One of the biggest festivals celebrated in Greece, Cyprus and all Greek communities around the world is on October 28. It is symbolically called Ohi Day ( ‘Ochi’ or ‘Ohi” meaning ‘No’ in Greek). On that day in 1940, the Greek Prime minister Ioannis Metaxas rejected an ultimatum given by Italian fascist leader Benito Mussolini.
Early in the morning of October 28, 1940, the Italian ambassador demanded Greece let Axis forces enter its territory freely or face war. Some sources state that Metaxas answered in these words: “So, it’s war” (in French, as the official language of diplomacy) but others say he just used one Greek word: “Ohi” (No).
This word led Greece into World War II on the Allies’ side.
The Italian troops attacked Greece from Albania only a few hours later, while Greek citizens flooded the streets yelling ‘ohi’, not caring about the danger.
Since 1942 this day has been celebrated to remember and respect the resistance of Greek people and fight for what is right.
Some historians talk about the much wider importance of this event. According to them, if Greece hadn’t rejected the ultimatum and let the Italian troops in without resistance, it would have enabled Hitler to invade Russia in the spring, rather than in winter and it would probably changed the course of history.
At that time Greece was the only ally of England and to honor Greece Winston Churchill famously said, “Hence we will not say that Greeks fight like heroes, but that Heroes fight like Greeks.”

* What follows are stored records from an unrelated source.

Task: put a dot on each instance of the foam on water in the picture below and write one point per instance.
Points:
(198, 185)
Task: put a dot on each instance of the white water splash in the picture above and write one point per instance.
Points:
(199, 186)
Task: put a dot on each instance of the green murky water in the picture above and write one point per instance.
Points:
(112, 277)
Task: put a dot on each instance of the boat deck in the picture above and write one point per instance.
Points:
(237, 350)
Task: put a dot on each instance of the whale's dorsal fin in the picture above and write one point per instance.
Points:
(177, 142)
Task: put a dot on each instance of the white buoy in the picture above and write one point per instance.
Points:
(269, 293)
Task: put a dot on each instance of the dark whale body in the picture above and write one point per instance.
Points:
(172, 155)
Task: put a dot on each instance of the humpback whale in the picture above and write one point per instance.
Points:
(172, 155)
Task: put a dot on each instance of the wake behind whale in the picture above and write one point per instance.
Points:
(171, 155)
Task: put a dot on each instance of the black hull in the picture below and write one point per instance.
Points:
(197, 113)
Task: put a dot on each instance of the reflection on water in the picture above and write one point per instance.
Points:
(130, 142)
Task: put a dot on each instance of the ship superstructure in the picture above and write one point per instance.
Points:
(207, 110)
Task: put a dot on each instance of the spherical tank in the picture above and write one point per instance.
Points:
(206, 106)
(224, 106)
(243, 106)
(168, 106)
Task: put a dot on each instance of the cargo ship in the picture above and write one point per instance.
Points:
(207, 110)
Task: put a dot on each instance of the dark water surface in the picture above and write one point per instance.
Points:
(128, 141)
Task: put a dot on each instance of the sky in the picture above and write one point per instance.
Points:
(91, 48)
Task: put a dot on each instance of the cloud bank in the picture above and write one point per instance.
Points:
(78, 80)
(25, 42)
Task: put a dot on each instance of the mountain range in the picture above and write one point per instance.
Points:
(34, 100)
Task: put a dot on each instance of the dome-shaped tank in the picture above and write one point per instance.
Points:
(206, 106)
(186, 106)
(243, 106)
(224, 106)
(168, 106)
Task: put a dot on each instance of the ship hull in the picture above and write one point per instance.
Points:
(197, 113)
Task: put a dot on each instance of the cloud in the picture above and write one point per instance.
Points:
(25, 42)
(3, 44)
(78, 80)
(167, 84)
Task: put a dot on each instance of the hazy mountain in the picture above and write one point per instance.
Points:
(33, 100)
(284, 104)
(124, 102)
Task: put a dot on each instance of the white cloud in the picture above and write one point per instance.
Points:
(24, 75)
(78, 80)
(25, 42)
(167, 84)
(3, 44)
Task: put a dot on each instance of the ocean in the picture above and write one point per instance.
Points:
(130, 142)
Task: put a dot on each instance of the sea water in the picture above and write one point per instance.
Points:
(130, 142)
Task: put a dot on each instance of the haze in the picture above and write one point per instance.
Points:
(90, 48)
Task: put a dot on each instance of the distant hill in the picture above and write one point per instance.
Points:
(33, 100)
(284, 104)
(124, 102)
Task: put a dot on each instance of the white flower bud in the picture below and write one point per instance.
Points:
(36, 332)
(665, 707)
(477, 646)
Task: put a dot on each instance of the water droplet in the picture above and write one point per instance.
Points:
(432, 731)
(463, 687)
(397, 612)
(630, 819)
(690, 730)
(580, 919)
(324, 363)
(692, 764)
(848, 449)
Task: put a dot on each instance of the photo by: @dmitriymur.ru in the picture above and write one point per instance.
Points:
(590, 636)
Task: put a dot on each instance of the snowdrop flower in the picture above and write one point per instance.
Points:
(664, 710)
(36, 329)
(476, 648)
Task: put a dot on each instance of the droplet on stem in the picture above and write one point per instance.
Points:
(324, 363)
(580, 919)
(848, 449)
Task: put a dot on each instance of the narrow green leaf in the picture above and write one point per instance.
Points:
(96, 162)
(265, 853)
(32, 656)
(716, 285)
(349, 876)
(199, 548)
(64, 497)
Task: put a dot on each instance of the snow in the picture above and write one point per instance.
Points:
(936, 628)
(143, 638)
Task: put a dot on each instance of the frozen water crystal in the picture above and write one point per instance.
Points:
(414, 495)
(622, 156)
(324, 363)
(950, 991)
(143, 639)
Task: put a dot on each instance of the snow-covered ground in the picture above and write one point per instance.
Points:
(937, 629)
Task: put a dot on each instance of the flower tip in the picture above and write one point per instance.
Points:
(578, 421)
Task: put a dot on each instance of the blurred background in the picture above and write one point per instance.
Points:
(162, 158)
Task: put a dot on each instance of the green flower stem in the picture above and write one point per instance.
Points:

On this day Greek flags are put up on all public buildings and many residences and schools and public institutions are closed for the day. There are student and military parades and folk dances in the streets and special church services but bars and restaurants are open as usual. An interesting fact is that ancient sites and museums are open free of charge.
So typical for Greeks and their love of freedom, national heritage, and celebration of love.